Hi so I'm trying to work out how to find the fixed points of a piecewise function and do a stability analysis. One of the past exam papers in this complex systems course I'm doing has this question:
Consider the map $f_\beta:[0,1]\to[0,1]$ defined by:
$$f_\beta(x)=\begin{cases}
\frac x\beta\:\:\,\,\text{ if }0\leq x\leq\beta \\
\frac{1-x}{1-\beta}\text{ if }\beta<x\leq 1
\end{cases}$$
where $0<\beta<1$.
Find the fixed points of the map and determine their linear stability.
My maths knowledge isn't amazing, just algebra, some calculus, linear algebra, probability etc. But not to any expert level. I have done an introductory complex systems course before which was intended to teach all the maths necessary, I understood this pretty well. But this question is really confusing me.
My initial instinct is to set $\frac{df_\beta(x)}{dx}=0$ and solve for $x$ in order to get the fixed points. But of course this is impossible because both parts of the function are linear.
However if we evaluate the function at certain points we find that $f_\beta(x)=x$. For example:
$$x^*=0=f_\beta(x^*)$$
In the answers provided for this question it says that another fixed point is $x^*=\frac1{2-\beta}$. But I don't know how it was arrived at.
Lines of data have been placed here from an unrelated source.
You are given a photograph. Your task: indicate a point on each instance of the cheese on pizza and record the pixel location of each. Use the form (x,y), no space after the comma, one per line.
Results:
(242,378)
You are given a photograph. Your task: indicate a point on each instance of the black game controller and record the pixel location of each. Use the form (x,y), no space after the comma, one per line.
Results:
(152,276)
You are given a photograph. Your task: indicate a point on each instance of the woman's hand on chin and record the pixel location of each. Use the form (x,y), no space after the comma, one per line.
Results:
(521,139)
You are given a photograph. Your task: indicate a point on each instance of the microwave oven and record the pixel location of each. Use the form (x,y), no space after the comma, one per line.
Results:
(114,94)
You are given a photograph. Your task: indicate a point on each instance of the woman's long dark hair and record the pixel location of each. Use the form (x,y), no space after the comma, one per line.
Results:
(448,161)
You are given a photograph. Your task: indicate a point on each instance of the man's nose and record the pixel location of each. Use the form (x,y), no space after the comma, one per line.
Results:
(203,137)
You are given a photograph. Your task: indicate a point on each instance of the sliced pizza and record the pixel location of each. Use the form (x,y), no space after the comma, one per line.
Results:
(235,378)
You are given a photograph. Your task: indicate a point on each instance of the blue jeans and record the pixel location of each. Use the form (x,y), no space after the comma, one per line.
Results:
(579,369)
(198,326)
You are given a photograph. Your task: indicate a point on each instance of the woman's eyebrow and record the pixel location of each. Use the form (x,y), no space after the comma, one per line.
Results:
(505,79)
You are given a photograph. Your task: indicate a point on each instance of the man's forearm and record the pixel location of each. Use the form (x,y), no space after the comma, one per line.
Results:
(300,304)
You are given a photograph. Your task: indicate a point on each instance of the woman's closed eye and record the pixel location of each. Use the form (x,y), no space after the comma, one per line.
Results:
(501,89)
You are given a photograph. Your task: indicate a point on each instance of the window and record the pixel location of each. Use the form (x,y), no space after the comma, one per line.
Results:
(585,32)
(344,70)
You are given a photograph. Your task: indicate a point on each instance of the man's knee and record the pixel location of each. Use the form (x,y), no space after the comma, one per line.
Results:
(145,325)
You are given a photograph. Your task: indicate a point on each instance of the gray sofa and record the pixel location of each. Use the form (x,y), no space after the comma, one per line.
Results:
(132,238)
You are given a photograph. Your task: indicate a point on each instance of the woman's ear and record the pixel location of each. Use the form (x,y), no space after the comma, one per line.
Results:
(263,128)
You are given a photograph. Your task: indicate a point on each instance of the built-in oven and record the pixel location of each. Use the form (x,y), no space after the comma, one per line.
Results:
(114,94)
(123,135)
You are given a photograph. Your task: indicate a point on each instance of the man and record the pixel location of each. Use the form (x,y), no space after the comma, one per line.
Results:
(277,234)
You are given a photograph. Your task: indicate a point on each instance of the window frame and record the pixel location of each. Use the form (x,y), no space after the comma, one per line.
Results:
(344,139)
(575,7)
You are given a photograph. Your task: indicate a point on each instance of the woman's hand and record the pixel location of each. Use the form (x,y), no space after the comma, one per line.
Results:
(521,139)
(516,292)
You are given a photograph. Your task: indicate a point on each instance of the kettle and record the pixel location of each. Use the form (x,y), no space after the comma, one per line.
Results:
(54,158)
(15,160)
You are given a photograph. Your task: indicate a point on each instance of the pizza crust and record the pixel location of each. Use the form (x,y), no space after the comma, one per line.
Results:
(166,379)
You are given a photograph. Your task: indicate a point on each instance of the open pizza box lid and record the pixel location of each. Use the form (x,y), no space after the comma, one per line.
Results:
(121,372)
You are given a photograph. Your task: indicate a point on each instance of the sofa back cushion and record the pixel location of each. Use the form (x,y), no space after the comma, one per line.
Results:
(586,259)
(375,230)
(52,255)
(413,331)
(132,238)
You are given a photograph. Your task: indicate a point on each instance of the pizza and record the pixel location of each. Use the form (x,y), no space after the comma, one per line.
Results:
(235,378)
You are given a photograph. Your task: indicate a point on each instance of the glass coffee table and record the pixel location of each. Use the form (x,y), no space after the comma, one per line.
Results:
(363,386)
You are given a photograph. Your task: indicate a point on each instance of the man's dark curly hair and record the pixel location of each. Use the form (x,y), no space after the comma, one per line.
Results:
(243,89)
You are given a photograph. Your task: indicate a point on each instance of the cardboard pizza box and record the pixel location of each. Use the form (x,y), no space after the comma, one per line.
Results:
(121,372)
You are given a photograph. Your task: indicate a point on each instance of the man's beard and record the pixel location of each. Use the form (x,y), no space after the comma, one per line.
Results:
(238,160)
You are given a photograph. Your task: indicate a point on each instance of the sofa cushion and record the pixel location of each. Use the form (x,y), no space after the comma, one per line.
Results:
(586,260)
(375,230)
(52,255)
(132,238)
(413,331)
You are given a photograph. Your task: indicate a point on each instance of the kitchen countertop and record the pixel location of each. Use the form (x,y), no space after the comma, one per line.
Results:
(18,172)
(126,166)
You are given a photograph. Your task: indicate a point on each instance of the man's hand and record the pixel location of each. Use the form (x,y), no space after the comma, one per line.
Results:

Firstly I would like to know how one arrives at obtaining the fixed points without just plugging in values and testing. Also, how is it that this doesn't match up with the method of setting the derivative to $0$ and solving for $x$ when this works with polynomials? Lastly, how would one even begin to do a stability analysis when you can't even find the second derivative (I think this was the previous method I was taught for a stability analysis)?
Best Answer
To find the fixed points of $f_{\beta}$ you need to solve $f_{\beta}(c)=c.$ You should get $c=0$ and $c=\dfrac{1}{2-\beta}.$
In order to study the stability you need to get $|f'(c)|.$ Since $|f'(0)|<1$ we have that $c=0$ is stable. But $f'\left(\dfrac{1}{2-\beta}\right)=\dfrac{-1}{1-\beta}<-1$ and thus this fixed point is not stable.